I have two groups in an database of DTPO which partially contain groups with identical names, but as well different groups and items. One of these two groups resides only in the database, the other one is an indexed directory in the Finder/file system of OSX. Both groups contain indexed items (folders and files) in the Finder/file system of OSX, but as well groups and items which only reside in the database.
I want to join these two groups with all of their content.
In the result I want to have just only one group/indexed directory containing all items of the current both groups, but without any duplicates.
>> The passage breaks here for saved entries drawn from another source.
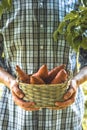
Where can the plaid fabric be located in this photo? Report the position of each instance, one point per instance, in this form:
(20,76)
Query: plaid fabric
(28,42)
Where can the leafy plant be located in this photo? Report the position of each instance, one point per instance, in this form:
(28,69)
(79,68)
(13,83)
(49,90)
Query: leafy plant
(74,28)
(5,5)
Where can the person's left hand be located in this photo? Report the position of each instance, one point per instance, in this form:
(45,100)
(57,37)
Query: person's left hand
(69,97)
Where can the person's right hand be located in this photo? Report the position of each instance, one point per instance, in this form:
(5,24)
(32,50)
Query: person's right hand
(18,95)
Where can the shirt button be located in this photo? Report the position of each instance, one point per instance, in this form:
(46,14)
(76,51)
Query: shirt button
(41,47)
(41,5)
(41,25)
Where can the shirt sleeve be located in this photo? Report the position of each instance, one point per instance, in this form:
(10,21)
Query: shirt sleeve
(82,57)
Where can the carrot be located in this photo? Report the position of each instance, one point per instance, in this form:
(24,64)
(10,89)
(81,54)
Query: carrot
(60,77)
(42,72)
(34,79)
(52,73)
(22,76)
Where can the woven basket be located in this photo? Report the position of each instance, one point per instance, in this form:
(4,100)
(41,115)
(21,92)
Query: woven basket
(44,95)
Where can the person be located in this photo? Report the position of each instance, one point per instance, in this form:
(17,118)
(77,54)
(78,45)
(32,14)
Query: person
(27,33)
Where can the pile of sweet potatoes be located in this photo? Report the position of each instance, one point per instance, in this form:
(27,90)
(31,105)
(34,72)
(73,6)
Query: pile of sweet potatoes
(43,76)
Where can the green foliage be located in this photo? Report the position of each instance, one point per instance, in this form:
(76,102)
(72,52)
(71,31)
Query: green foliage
(5,5)
(74,28)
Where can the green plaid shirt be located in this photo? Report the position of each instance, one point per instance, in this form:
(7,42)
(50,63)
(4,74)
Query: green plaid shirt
(28,42)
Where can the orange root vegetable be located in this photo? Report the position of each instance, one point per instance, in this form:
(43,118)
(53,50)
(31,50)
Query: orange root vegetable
(60,77)
(52,73)
(34,79)
(22,76)
(43,72)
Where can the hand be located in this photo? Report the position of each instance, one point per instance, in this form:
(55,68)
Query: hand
(69,97)
(17,97)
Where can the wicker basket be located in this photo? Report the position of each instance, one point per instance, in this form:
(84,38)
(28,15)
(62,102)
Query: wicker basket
(44,95)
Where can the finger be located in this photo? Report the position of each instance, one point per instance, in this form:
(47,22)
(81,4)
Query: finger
(18,91)
(20,102)
(69,93)
(66,103)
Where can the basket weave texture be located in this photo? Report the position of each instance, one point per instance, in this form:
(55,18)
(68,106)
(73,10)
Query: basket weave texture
(44,95)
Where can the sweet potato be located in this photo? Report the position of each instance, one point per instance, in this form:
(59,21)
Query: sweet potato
(22,76)
(34,79)
(42,72)
(52,73)
(60,77)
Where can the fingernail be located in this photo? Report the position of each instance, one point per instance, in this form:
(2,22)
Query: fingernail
(21,95)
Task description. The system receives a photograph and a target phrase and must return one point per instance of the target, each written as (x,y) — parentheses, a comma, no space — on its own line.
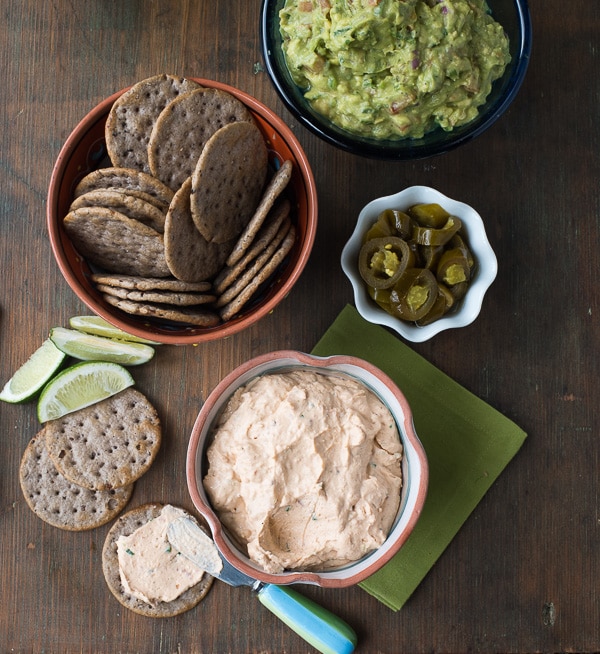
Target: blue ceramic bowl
(513,15)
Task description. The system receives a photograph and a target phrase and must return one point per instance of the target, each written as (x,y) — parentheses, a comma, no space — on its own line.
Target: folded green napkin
(468,444)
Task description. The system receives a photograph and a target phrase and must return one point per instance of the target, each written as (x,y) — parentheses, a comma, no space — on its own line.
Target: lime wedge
(100,327)
(31,377)
(81,385)
(88,347)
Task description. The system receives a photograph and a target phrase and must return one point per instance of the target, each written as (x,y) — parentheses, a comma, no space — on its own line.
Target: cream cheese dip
(305,470)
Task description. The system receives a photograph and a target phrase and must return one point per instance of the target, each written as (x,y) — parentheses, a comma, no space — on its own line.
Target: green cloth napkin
(468,444)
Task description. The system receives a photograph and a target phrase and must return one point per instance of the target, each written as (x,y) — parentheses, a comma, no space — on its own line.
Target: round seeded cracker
(59,502)
(193,316)
(116,243)
(184,127)
(131,206)
(189,255)
(255,269)
(107,445)
(150,283)
(237,303)
(128,179)
(126,525)
(228,181)
(259,244)
(132,117)
(176,298)
(274,189)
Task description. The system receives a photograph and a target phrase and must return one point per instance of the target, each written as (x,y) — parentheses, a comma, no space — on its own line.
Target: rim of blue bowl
(292,97)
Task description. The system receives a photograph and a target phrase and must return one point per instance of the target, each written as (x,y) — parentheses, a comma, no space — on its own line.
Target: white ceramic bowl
(85,150)
(414,466)
(485,272)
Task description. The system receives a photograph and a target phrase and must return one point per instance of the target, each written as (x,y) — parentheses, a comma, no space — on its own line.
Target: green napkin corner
(468,444)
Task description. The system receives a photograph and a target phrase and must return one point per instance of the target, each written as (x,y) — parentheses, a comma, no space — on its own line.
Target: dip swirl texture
(305,470)
(392,69)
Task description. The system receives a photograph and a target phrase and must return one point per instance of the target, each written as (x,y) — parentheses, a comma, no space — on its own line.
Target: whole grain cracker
(189,255)
(126,525)
(116,243)
(199,317)
(274,189)
(184,127)
(256,267)
(150,283)
(176,298)
(237,304)
(129,205)
(60,502)
(261,241)
(228,180)
(107,445)
(132,117)
(124,178)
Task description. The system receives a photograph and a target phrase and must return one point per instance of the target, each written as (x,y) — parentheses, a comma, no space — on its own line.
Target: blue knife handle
(323,630)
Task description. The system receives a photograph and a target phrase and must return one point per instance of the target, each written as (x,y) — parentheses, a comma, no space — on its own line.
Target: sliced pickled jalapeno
(414,294)
(391,222)
(429,215)
(416,263)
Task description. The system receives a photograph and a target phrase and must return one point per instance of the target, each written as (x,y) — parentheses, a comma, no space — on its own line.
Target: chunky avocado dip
(393,69)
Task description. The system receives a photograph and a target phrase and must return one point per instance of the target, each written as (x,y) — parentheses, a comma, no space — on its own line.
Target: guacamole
(393,69)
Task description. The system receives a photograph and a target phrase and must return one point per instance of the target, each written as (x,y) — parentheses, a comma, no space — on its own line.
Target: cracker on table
(132,117)
(124,178)
(150,283)
(237,304)
(129,205)
(116,243)
(228,181)
(107,445)
(199,317)
(124,526)
(184,127)
(189,255)
(274,189)
(176,298)
(260,242)
(60,502)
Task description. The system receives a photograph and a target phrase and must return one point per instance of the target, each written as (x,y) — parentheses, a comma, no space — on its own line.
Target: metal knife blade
(322,629)
(186,536)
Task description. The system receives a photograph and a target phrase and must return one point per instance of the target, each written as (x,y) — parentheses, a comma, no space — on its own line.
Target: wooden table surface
(523,573)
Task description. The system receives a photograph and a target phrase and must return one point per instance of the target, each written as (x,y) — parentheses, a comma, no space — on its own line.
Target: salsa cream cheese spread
(305,470)
(390,69)
(150,568)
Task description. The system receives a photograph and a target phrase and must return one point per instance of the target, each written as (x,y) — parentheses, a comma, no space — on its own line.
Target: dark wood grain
(522,574)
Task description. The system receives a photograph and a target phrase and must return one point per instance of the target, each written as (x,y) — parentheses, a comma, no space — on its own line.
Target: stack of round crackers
(189,220)
(79,471)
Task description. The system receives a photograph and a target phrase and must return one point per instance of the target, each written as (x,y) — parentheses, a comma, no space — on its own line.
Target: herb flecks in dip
(392,69)
(305,470)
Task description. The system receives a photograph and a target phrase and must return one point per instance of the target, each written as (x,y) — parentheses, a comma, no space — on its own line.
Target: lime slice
(100,327)
(81,385)
(31,377)
(88,347)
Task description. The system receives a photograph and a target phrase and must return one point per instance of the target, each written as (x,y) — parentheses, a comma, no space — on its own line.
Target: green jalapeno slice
(414,294)
(438,309)
(383,260)
(453,267)
(434,237)
(391,222)
(429,214)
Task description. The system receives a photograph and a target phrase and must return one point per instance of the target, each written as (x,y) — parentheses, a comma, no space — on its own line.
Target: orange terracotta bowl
(85,151)
(415,469)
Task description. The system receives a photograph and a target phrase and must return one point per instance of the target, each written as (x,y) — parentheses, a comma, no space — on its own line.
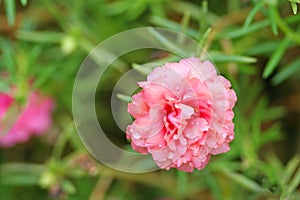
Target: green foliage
(255,44)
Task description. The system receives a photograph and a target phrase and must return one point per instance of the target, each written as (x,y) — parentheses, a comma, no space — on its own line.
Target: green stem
(285,28)
(182,183)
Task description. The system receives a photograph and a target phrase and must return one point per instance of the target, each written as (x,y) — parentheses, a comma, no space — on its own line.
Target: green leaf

And all items (files and folders) should reside in the Finder/file system of OSX and should be indexed in this only group in the database of DTPO.
How can I achieve it?
Thanks in advance! Kind regards, Friedrich
IMO, best way is to index the target (end-state) group, manually move things into it, confirm there are no duplicates (or delete those that exist), then select everything and use “Move to External Folder” in the contextual menu. If you’re looking for automation to make this complex task easier, you might not find it – though a possible helper is the “Merge” command which operates on documents and on groups. Play with it on some test data, first.
Hmm. There are appr. 500 groups/directories in each of both groups and more than 5’000 items in each group.
Well, that tidbit would be hard to suss out from the OP –
So, you want some sort of automation to de-duplicate and merge 500x5000 items into a new indexed group? Seems like the main factors here are “massive problem” and “deduplication”. DEVONthink has no deduplication feature – it can point out what “thinks” are duplicates, but in my experience that is trustworthy maybe 60% of the time. But, on the other hand, I wouldn’t want to trust any automation at this price point with a task involving deduplicating a few million records.
The suggestion of working out a manual process stands – if it’s important to continue with DEVONthink for your record management.
No, no. There are appr. 500 folders in each of both groups, and in each of those two groups 5’000 items. On average ten items in each of the subfolders/groups.
So I think I could create a new folder in the OSX file system, index it as a new group in DTPO, move all items of the non-indexed group into the new group, chose all the moved items an move them into the file system. And then there should be a (Automator?) approach to merge the existing indexed folder an the new indexed folder. Finally I delete the new group only in DTPO.
Would it work?
I see that you want to avoid duplicates in the final file structure, but is it implicit that you have duplicates now?
The thought of automating this process somehow sounds attractive, but I get real nervous when automating processes that touches thousands of documents at once. I’d do this manually myself.
I think it is easier to do all the work inside the database. If feasible, I would move all of the indexed documents into the database. Next, As you suggested, I would create a new folder in the file system and index it (it is empty, at first). Let’s call it “New Parent”. Then proceed to move documents and groups within the database into that New Parent folder. And when that is done, I would select everything inside New Parent, and “move externally”. The result is that New Parent and all of its child folders and documents is indexed.
I think I did it as suggested. But now, when I click on each of the groups in the new parent group the count of items inside it changes to zero. And in fact in the group is none item. What’s wrong? How can I restore all items which formerly are stored only in the database.
I’ve got no backup of the database, but a lot of Time Machine backups.